Oral presentation: Oral Session 6F
Sat 26 Apr 12:30 a.m. PDT — 2 a.m. PDT

Abstract:

Diffusion-based video generation technology has advanced significantly, catalyzing a proliferation of research in human animation. While breakthroughs have been made in driving human animation through various modalities for portraits, most of current solutions for human body animation still focus on video-driven methods, leaving audio-driven taking body generation relatively underexplored. In this paper, we introduce CyberHost, a one-stage audio-driven talking body generation framework that addresses common synthesis degradations in half-body animation, including hand integrity, identity consistency, and natural motion.CyberHost's key designs are twofold. Firstly, the Region Attention Module (RAM) maintains a set of learnable, implicit, identity-agnostic latent features and combines them with identity-specific local visual features to enhance the synthesis of critical local regions.
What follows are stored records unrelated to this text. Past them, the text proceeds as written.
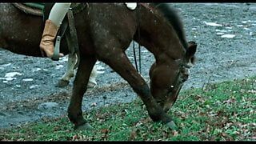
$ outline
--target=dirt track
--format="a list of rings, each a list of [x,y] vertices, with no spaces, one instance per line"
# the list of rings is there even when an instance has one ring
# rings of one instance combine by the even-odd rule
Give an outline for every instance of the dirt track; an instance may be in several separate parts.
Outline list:
[[[198,45],[198,62],[182,90],[255,75],[255,3],[174,6],[180,10],[187,39]],[[142,50],[142,75],[148,80],[154,57],[146,49]],[[131,46],[127,54],[134,62]],[[66,114],[72,83],[66,88],[55,87],[65,72],[66,62],[66,58],[52,62],[0,50],[0,128]],[[120,76],[105,64],[99,65],[102,74],[97,78],[97,87],[85,94],[83,110],[129,102],[137,97]],[[7,77],[7,73],[14,75]],[[58,106],[49,109],[38,106],[44,102],[57,102]]]

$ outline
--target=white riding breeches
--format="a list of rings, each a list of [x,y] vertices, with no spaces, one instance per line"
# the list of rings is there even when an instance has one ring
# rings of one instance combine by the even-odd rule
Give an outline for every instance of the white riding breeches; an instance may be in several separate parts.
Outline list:
[[[55,3],[50,12],[48,19],[51,20],[58,27],[59,27],[65,15],[69,10],[70,5],[71,3]]]

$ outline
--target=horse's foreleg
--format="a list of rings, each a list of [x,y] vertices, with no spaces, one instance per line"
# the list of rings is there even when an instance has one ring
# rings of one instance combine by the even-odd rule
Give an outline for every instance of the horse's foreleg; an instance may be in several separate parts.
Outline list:
[[[96,78],[97,78],[97,65],[94,65],[93,70],[91,71],[89,82],[87,85],[88,88],[94,88],[97,85]]]
[[[108,52],[111,53],[111,52]],[[171,122],[171,118],[160,106],[155,102],[151,95],[150,88],[142,76],[129,61],[127,56],[122,51],[112,51],[107,56],[101,54],[102,61],[108,64],[114,71],[128,82],[133,90],[140,96],[146,105],[150,118],[157,122],[163,123]]]
[[[78,71],[74,81],[74,86],[70,102],[68,107],[68,117],[74,124],[74,129],[88,129],[90,125],[82,117],[82,97],[87,90],[87,83],[90,72],[96,62],[96,59],[86,56],[81,58]]]
[[[77,62],[77,57],[75,54],[69,54],[67,60],[67,67],[65,74],[62,78],[58,81],[58,86],[64,87],[70,83],[71,78],[74,75],[74,67]]]

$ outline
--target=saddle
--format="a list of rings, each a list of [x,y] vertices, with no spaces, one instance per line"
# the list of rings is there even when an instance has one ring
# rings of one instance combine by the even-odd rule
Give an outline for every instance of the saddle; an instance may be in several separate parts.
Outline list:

Secondly, the Human-Prior-Guided Conditions introduce more human structural priors into the model, reducing uncertainty in generated motion patterns and thereby improving the stability of the generated videos.To our knowledge, CyberHost is the first one-stage audio-driven human diffusion model capable of zero-shot video generation for the human body. Extensive experiments demonstrate that CyberHost surpasses previous works in both quantitative and qualitative aspects. CyberHost can also be extended to video-driven and audio-video hybrid-driven scenarios, achieving similarly satisfactory results.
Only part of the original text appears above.